The S. maltophilia H3-1 strain was cultured at different temperatures, including 25 °C, 30 °C, 35 °C, 40 °C, 45 °C, and 50 °C, to determine the optimal temperature at which this strain demonstrates the highest α-CBT-diol bioconversion rate. The results showed that the S. maltophilia H3-1 strain degraded α-CBT-diol at the lowest rate (~57.6%) at 25 °C, but the bioconversion rate increased reciprocally with the temperature rise. The optimal temperature was 40 °C, at which S. maltophilia H3-1 degraded ~88.7% of α-CBT-diol in the growth medium and accumulated the maximum amount of biomass, reflected in an OD600 value of 0.73. As the temperature increases, the kinetic energy of molecules rises, enhancing enzyme–substrate interactions and thereby increasing reaction rates [32,33]. However, the α-CBT-diol bioconversion rates decreased to 83.1% and 78.3%, respectively, when S. maltophilia H3-1 was grown at 45 °C and 50 °C (Figure 3A). The enzymes are prone to denaturation when their thermal stability is exceeded, causing a loss of their three-dimensional structure and catalytic function. In addition to enzyme denaturation, excessive heat can disrupt cell membranes and other critical cellular components, impairing overall metabolic function [32,33]. S. maltophilia H3-1 strain is not thermophilic; therefore, temperatures above 40 °C could inflict damaging effects on the enzymatic machinery responsible for the bioconversion of α-CBT-diol into farnesal and the heat-labile cellular components of this microorganism. Consequently, we selected 40 °C as the optimum temperature for further fermentation experiments.

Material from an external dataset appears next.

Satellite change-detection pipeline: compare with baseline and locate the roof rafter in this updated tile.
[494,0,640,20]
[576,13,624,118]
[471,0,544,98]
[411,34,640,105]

The synergistic effect of different carbon sources, including glucose, fructose, maltose, sucrose, lactose, and β-Cyclodextrin, on the bioconversion rate of α-CBT-diol was determined by growing the S. maltophilia H3-1 strain in growth media, each containing one of these carbon sources (1 g/L,). The tested carbon sources demonstrated a synergistic effect on the bioconversion rate of α-CBT-diol in the following order: maltose > fructose > glucose > sucrose > β-Cyclodextrin > lactose (Figure 3B). Maltose exerted the most substantial positive synergistic effect, achieving an 86.8% α-CBT-diol bioconversion rate when S. maltophilia H3-1 was grown in a growth medium containing 2 g/L maltose as a complementary carbon source (Figure 4A). The optical density, representing biomass accumulation, was 0.65, higher than other carbon sources except for glucose. Although the S. maltophilia H3-1 strain exhibited higher growth in the medium containing glucose, it demonstrated a lower α-CBT-diol bioconversion rate (Figure 3B). The findings suggest that the choice of carbon source is pivotal for maximizing the efficiency of S. maltophilia H3-1 in degrading α-CBT-diol. The positive synergistic effect of maltose may be attributed to its ability to enhance the expression of specific catabolic enzymes or improve the strain’s overall metabolic activity in utilizing this carbon source [34]. Future studies could further explore the mechanisms behind the enzymatic pathways activated by different carbon sources to enhance the bioconversion processes of α-CBT-diol. The α-CBT-diol bioconversion rate and optical density decreased when maltose concentrations higher than 2 g/L were used to grow S. maltophilia H3-1. However, as the concentration continued to increase beyond 2 g/L, both the bioconversion rate and OD600 value declined sharply (Figure 4A). This reduction was likely due to the high maltose concentration causing increased osmotic pressure in the medium, which inhibited bacterial growth and the synthesis of degradative enzymes [35].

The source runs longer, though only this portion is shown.